May, 2024

In 2017, a group of political scientists and democracy activists visited an annual democracy festival on the Danish island of Bornholm. “There were 100,000 visitors and lots of politicians in their fancy summer suits, but in fact almost no one was talking about democracy,” said Zakia Elvang, who is a democracy advisor and Executive Director at We Do Democracy, a leading organization for democratic innovation in Denmark. No one had asked how democracy was actually doing, she continued, and how it could be reinvented. The group thought and discussed at length until someone finally said, “Democracy has become weak. We need a gym for it.” Since then, Elvang and her team have been running the Democracy Fitness program. They have defined 10 Democratic Muscles and have now trained democracy fitness trainers throughout Europe who work with groups of 20 to 200 fellow exercisers to strengthen muscles such as empathy, composure, the ability to compromise and active listening.

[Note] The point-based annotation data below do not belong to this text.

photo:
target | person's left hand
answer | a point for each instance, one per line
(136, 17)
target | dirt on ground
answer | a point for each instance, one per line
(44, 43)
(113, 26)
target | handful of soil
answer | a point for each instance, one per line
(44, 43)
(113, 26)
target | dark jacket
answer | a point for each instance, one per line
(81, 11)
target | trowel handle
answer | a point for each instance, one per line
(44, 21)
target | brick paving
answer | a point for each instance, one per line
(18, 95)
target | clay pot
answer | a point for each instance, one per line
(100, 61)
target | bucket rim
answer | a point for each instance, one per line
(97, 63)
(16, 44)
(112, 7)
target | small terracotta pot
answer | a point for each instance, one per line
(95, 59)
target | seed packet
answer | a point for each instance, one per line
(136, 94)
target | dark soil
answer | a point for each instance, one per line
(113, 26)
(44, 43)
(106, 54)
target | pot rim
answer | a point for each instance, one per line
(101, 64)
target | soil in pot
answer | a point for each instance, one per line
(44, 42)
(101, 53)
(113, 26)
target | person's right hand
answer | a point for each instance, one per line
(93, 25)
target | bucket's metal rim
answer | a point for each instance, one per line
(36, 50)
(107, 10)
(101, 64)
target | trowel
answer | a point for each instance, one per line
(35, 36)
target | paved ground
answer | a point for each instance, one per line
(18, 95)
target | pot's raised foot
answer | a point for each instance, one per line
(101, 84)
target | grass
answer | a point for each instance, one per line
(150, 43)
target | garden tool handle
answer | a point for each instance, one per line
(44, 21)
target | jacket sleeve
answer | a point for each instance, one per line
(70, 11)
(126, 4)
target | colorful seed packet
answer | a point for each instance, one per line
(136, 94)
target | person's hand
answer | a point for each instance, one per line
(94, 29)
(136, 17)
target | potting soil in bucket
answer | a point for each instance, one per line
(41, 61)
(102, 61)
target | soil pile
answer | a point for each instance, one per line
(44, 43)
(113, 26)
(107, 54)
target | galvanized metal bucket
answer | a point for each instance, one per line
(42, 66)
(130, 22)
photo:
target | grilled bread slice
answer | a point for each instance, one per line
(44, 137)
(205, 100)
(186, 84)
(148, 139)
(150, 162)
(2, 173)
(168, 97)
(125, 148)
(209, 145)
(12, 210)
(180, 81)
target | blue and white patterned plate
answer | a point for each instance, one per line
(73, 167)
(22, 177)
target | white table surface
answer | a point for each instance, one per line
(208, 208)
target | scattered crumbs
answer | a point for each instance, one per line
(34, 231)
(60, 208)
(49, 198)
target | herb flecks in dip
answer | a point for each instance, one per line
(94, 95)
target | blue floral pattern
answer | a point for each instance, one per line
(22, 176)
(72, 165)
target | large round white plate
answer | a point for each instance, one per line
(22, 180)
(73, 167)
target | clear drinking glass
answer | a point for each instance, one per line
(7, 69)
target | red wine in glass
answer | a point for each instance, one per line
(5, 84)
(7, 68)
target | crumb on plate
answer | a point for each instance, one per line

On this basis, we set up a democracy gym in the “All In!” exhibition, a selection of interactive design and art pieces for visitors to train their democratic muscles. zweintopf, for example, two artists from Styria, Austria, contributed the work “Langer Atem” (staying power), a four-meter-high inflatable sculpture. The statue is modeled on the “Goddess of Democracy,” which art students erected on Tiananmen Square in Beijing just days before brutal police violence ended the democracy protests in 1989. In the Bundeskunsthalle, the inflatable “Goddess of Democracy” was connected to a pump station. The message to visitors was clear: if air is not pumped into her regularly, the goddess will collapse, and democracy will be nothing but an empty shell. Democracy needs active citizens, and cardio training, as we know, is just as important as building muscle.
A shout-out to curator and culture manager Viviane Stappmanns, whose joking remark was the beginning of our democracy gym.